My vacation is over. Your humble blogger is now back to work, complete with some awkward tan lines and a slightly jet-lagged brain.
I'd thought I'd begin by making sure everybody read Richard Rorty's scathing review of Marc Hauser's new book, Moral Minds, in the NY Times. Hauser's claims are simple: he holds that "we are born with abstract [moral and ethical] rules or principles, with nurture entering the picture to set the parameters and guide us toward the acquisition of particular moral systems." Thus, he believes that neuroscience will soon discover "what limitations exist on the range of possible or impossible moral systems." As anyone familiar with Rorty's pragmatic philosophy can guess, he's skeptical of such an approach. (I'm not sure why they let Rorty review this book, since his negativity was entirely predictable. If I were Hauser, I'd be pissed.) While I have yet to read Hauser's book, I think Rorty's skepticism sounds exactly right. I don't believe that colorful fMRI images will ever lead us to reconsider the 10 commandments or revise Tort law. While neuroscience might expose the neural anatomy of our moral intuitions, exposing the substrate of something sheds no light on whether it is right or wrong. Hauser is fond of Chomsky analogies - he thinks morality is just as innate as linguistic grammar - but he forgets that the neuroscience of language will never tell us how to conjugate a verb, or compose a sentence.
Hauser hopes that his book will convince us that "morality is grounded in our biology." Once we have grasped this fact, he thinks, "inquiry into our moral nature will no longer be the proprietary province of the humanities and social sciences, but a shared journey with the natural sciences." But by "grounded in" he does not mean that facts about what is right and wrong can be inferred from facts about neurons. The "grounding" relation in question is not like that between axioms and theorems. It is more like the relation between your computer's hardware and the programs you run on it.

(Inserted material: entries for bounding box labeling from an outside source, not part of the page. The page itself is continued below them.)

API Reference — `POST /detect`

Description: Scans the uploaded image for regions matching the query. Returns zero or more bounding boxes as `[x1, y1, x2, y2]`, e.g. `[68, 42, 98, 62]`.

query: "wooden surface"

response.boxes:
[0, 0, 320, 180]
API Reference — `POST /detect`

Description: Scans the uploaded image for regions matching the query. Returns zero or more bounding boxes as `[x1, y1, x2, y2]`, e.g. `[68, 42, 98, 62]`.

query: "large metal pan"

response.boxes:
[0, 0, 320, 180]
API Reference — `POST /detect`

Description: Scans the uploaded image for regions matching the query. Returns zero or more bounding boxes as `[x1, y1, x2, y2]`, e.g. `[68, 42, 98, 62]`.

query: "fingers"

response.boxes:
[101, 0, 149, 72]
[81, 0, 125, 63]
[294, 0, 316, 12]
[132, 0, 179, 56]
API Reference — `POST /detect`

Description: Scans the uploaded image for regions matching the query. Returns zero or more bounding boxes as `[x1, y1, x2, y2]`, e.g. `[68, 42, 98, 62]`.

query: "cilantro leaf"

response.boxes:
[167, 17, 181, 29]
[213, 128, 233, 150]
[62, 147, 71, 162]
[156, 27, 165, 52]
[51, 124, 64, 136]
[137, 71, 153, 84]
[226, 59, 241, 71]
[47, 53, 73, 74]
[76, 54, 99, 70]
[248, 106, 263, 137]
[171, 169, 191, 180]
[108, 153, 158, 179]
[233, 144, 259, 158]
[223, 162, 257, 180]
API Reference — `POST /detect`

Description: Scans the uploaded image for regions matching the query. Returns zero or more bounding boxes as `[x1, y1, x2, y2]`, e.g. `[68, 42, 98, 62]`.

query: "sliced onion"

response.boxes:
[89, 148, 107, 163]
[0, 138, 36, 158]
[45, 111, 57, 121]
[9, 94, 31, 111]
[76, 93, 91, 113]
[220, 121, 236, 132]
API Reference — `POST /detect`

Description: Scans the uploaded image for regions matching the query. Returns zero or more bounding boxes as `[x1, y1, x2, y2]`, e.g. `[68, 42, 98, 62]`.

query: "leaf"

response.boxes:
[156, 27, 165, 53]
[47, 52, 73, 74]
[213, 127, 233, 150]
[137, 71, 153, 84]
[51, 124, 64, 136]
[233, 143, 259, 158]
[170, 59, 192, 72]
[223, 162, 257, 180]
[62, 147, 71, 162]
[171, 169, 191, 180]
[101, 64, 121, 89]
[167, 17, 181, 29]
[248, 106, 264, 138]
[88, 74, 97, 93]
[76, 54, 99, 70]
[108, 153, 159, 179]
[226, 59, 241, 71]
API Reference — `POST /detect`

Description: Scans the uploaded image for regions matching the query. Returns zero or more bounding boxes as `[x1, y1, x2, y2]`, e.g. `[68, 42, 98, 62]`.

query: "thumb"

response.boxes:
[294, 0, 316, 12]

If your hardware were of the wrong sort, or if it got damaged, you could not run some of those programs.Knowing more details about how the diodes in your computer are laid out may, in some cases, help you decide what software to buy. But now imagine that we are debating the merits of a proposed change in what we tell our kids about right and wrong. The neurobiologists intervene, explaining that the novel moral code will not compute. We have, they tell us, run up against hard-wired limits: our neural layout permits us to formulate and commend the proposed change, but makes it impossible for us to adopt it. Surely our reaction to such an intervention would be, "You might be right, but let's try adopting it and see what happens; maybe our brains are a bit more flexible than you think." It is hard to imagine our taking the biologists' word as final on such matters, for that would amount to giving them a veto over utopian moral initiatives.
The humanities and the social sciences have, over the centuries, done a great deal to encourage such initiatives. They have helped us better to distinguish right from wrong. Reading histories, novels, philosophical treatises and ethnographies has helped us to reprogram ourselves -- to update our moral software. Maybe someday biology will do the same. But Hauser has given us little reason to believe that day is near at hand.






Comments (3)
I may well be missing the point, but I don't grasp why our understanding the biological underpinnings of morality would lead to restricting us to that morality--I would think it would help us find better work-arounds, ways to create "software" that compensates for problems in the "hardware."